Multi-Media Review - A-10 Cuba! | HistoryNet MENU

Multi-Media Review – A-10 Cuba!

8/19/2000 • Reviews

A-10 Cuba!,a Windows-based CD-ROM for $39.95 from Activision (800-477-3650, http://www.activision.com)

A-10 Cuba! straps users into the cockpit of the Fairchild A-10 Warthog, one of the military’s toughest and most dependable close-support aircraft. Players are conscripted as pilots charged with defending the United States base at Guantanamo Bay from rebel forces invading by land, sea and air. Seated before a virtual cockpit complete with player-operated dials, knobs and switches, players launch airborne assaults on bridges, roads and enemy installments over 15,000 square miles of Cuban jungles, coastline and mountains.

A-10 Cuba! delivers a realistic flight environment and dynamic, fast-acton game play. The game’s expansive world is based on a real physics model that instantaneously computes hundreds of equations of motion, providing planes, missiles and even shrapnel with authentic gravity, friction and inertia.

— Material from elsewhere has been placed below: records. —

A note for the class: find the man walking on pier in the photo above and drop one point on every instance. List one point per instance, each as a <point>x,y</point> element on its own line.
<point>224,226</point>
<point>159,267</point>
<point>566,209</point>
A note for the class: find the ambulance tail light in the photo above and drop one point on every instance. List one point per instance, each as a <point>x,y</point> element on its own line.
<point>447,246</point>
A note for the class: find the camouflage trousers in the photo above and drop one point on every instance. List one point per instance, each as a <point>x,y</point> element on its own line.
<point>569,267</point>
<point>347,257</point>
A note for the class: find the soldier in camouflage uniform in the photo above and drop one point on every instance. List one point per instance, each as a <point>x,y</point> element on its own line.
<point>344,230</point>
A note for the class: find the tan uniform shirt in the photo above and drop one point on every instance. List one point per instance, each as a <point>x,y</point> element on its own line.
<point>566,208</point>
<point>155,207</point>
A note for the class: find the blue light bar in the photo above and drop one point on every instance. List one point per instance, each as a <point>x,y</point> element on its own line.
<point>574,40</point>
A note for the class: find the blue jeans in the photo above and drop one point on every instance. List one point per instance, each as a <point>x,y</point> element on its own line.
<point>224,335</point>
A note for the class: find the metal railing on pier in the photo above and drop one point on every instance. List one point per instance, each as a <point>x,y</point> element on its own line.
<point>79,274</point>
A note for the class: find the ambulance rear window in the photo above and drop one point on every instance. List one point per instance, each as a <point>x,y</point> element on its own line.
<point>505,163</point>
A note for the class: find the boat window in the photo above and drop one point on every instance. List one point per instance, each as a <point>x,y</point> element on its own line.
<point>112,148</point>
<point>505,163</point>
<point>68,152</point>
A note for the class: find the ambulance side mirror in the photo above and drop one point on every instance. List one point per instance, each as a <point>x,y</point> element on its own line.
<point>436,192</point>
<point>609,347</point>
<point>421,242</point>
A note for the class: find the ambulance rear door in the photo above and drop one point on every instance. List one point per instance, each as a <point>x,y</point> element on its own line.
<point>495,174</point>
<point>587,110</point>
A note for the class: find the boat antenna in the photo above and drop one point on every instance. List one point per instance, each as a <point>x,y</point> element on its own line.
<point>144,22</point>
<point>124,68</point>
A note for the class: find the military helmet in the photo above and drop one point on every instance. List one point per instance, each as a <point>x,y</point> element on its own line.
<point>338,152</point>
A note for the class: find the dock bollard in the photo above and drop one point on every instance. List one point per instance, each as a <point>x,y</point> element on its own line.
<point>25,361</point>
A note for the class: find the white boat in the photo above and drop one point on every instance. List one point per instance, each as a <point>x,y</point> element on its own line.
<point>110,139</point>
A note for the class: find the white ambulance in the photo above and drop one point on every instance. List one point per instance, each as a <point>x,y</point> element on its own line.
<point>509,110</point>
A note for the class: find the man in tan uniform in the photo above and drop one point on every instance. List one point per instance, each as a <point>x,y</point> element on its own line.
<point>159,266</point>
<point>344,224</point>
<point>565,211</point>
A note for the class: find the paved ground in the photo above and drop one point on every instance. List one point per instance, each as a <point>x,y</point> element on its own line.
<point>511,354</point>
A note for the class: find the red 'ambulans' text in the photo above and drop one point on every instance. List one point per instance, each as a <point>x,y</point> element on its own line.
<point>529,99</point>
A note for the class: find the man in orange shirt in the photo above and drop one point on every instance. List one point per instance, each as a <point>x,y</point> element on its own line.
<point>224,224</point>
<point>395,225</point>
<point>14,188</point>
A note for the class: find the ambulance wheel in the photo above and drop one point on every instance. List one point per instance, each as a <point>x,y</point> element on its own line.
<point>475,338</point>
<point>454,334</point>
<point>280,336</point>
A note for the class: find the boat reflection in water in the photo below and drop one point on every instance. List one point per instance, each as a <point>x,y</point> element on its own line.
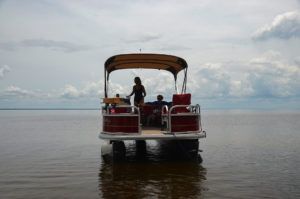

In addition, the game faithfully simulates the rigid body motion and aerodynamics of the plane according to load weight, altitude and atmospheric conditions. The player’s plane in A-10 Cuba! has all the characteristics of a real airplane–the engine thrust capacity approximates that of an actual A-10, an in-cockpit fire extinguisher can be used to put out pesky blazes, and control-surface trim can be used to adjust flight characteristics on takeoff and landing.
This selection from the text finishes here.